The Feel Institute

Disdain

 

There are three of us lined up.

She is greedy.

I was greedy too when I was in charge.

She needs to be satisfied and I’m the newest recruit.

I’ve taken myself for granted. I thought I was special.

I relied on what I knew, thinking it would be enough, and, for a while it was.

She liked the way I buried my face into her breasts, cradling them in my hands, and looking deliberately into her eyes as I gorged on them.

I loved the feeling of her plump bosoms covering my eyes, pressing them against my cheeks, and the sensation of teasing her nipples with my experienced tongue.

I distinctly remember the moment it got stale for her.

The shock of her pulling away and a barely audible half tut.

She looked back at me with a glimmer of disdain.

The disdain of repetition.

The boredom of the tried and tested.

The desire for the thing I’d always done had worn off.

She quickly moved to one of the others who lapped up her attention and made sure they showed clearly how much of a privilege it was having access to her body and mind.
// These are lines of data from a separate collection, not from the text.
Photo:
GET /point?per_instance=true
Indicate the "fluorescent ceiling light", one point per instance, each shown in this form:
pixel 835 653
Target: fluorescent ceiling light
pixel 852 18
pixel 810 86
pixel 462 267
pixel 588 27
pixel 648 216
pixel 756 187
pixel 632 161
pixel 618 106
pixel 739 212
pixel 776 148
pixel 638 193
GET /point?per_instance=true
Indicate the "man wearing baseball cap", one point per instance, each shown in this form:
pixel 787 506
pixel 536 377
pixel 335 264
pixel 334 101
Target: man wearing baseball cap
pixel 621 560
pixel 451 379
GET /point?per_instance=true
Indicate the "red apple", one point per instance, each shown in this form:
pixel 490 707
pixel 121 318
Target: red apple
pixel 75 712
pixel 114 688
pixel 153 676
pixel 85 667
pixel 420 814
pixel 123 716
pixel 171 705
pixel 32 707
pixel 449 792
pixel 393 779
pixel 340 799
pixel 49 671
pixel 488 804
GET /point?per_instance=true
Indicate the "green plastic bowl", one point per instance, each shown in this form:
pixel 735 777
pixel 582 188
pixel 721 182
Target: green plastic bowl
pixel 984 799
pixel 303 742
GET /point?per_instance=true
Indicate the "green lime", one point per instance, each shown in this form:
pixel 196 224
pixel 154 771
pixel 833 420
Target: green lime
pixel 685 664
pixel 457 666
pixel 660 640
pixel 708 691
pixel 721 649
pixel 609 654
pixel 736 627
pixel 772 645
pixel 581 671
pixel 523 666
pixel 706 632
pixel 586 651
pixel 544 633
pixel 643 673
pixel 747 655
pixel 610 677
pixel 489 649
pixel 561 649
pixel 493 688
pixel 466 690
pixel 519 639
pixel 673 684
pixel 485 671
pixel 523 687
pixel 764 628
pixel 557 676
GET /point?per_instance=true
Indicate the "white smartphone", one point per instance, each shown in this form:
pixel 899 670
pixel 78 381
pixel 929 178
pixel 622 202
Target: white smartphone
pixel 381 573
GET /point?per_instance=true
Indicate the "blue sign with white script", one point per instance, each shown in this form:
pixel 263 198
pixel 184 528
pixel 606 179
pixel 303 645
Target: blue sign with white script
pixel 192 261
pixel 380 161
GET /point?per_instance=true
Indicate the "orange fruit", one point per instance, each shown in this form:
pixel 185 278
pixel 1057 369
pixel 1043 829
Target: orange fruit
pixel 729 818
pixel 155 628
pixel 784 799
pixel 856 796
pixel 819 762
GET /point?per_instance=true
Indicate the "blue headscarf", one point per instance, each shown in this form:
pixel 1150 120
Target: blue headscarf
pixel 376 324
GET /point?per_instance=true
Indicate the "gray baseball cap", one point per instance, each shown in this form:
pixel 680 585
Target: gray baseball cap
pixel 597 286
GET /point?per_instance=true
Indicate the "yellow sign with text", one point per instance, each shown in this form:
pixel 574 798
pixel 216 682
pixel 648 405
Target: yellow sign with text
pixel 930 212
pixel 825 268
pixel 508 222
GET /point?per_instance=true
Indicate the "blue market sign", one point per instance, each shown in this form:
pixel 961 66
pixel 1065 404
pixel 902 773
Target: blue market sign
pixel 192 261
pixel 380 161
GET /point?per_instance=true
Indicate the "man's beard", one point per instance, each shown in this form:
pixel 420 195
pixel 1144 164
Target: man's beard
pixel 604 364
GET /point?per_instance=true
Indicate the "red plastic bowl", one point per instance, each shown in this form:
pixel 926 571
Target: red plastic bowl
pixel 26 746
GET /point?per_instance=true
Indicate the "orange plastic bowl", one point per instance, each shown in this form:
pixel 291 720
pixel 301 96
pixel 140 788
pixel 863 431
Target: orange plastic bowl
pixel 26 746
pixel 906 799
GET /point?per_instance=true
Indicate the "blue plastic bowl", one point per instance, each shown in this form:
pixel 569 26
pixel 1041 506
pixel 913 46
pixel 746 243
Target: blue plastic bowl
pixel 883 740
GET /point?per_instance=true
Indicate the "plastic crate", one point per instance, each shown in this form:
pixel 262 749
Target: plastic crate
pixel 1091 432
They watched her every expression, adjusting to the slightest look, with trained obedience.

She was getting exactly what she wanted when she wanted it.

I hated their power to please her.

I hated that I wasn’t chosen.

I hated her boredom of me.

Why didn’t I hate her?

I was jealous of them, and I wanted to be superior.

I wanted to be her favourite.

I wanted her to need me as I needed her.

I wondered how many others had knelt in a row like this, desperate to please.

I wanted her to get what she wanted from ME!

I wanted to be enough for her.

I remembered the weight of being a Dominant.

Of being the one who always must know. The one that controls and uses power.

The building pressure to keep getting a kick, to feel the thrill, and taking the reward from those who willingly give their power to you.

I have felt that responsibility exhaust me at times.

I wanted to give her more.

I wanted to give her ecstasy.

I wanted to help her lose herself in the sticky, inner waves of wet, soft, deafening being.

I wanted her to lose herself, so she could remember who I was.